Brian Henderson’s briefer appearance as the somewhat panicked Mitchell, offers a compelling look at what happens when idealized hopes and less than ideal realities collide. There is a wistfulness in his portrayal of his character’s lack of observational acuity, which underscores his role as outsider. Emily Swallow’s powerful, disquieting Adrienne – Mitchell’s wife – will spur discussions of class, character, and priority, even in in one’s own head, and brings a needed sharpness to what could otherwise become a more predictable play.

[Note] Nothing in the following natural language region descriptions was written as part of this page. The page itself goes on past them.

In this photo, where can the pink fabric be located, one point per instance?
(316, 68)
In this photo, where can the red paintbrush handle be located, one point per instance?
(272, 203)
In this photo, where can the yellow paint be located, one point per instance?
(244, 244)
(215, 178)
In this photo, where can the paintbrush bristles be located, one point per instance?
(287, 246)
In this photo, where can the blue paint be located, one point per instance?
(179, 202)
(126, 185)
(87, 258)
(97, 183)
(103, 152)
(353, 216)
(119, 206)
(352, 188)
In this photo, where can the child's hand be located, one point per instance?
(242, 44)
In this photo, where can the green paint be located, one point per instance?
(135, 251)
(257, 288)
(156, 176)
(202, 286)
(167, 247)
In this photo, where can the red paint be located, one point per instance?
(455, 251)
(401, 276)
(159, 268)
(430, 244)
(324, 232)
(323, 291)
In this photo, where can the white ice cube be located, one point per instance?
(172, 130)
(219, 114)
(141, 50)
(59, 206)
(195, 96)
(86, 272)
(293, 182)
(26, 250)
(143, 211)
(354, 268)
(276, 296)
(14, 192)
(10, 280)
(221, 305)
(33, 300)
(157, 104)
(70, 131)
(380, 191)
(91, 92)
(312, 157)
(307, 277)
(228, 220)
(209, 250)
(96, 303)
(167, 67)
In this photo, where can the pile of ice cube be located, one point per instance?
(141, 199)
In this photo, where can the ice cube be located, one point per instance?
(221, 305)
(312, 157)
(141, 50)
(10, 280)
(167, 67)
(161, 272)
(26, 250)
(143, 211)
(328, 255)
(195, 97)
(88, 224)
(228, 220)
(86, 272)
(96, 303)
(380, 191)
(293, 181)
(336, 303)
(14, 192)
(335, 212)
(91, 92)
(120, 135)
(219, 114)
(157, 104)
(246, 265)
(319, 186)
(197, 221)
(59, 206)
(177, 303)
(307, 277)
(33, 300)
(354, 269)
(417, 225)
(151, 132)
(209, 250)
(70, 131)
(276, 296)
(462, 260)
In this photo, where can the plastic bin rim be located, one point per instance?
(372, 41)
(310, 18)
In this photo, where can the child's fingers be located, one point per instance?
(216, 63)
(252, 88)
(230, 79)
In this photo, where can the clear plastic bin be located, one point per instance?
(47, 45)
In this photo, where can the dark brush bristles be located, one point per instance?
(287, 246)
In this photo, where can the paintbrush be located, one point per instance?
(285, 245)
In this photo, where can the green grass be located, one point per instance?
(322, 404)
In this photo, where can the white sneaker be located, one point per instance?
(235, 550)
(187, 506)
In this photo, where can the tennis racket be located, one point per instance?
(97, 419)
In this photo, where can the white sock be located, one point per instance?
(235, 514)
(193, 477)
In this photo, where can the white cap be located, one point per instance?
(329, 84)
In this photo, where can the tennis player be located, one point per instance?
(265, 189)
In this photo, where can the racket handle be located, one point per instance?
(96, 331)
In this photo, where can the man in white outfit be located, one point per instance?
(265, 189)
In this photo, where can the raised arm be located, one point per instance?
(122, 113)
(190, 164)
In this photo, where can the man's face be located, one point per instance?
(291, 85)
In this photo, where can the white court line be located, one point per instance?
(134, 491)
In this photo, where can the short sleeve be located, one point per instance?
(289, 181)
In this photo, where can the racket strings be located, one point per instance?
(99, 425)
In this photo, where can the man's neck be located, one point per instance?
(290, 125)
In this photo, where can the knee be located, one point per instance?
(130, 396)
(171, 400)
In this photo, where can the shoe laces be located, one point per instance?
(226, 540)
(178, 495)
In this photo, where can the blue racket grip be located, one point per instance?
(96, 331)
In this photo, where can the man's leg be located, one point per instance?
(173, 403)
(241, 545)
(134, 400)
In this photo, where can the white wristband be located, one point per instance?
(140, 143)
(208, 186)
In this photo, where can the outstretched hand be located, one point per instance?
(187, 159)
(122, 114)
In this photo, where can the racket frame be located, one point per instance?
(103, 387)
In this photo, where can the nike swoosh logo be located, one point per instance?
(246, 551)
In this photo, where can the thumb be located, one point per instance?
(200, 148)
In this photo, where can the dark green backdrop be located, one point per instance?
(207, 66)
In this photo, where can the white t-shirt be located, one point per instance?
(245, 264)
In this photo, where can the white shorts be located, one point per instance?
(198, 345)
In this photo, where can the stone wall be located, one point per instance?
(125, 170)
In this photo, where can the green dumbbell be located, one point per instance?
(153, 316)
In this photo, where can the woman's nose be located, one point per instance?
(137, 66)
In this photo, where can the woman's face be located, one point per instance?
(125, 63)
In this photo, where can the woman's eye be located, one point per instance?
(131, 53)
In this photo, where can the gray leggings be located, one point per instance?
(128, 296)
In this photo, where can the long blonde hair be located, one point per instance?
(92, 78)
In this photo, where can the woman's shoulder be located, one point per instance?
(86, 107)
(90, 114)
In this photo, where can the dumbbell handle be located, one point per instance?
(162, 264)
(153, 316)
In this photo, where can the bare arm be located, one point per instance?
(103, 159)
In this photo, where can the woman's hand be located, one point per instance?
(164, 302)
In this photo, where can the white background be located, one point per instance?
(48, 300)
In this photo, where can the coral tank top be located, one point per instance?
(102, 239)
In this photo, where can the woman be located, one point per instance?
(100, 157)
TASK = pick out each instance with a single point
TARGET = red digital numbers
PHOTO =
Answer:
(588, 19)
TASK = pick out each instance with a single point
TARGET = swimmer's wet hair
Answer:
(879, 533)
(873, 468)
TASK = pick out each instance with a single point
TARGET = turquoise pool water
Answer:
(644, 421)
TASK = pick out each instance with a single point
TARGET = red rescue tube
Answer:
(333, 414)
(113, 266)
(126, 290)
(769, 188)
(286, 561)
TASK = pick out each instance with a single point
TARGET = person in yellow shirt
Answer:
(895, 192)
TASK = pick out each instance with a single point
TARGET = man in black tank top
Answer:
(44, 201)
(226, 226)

Director Lindsay Allbaugh truly understands these people, and makes this dialogue-heavy piece fill with movement and moments of visual intensity which give it power. Francois-Pierre Couture’s seemingly simple set design, combined with Rose Malone’s subtle lighting changes, give a sense of season and openness which flesh in, and humanize, the tale.
“Cry It Out” – a title superficially referencing the debate about whether to leave babies to cry themselves to sleep – is a play of priorities and impressions, of empathy and disconnect. These characters face the choices many new parents face in the modern world, few of which are easy. Funny, wrenching, and achingly recognizable as truth, the play will definitely leave an impression, and one worth mulling over.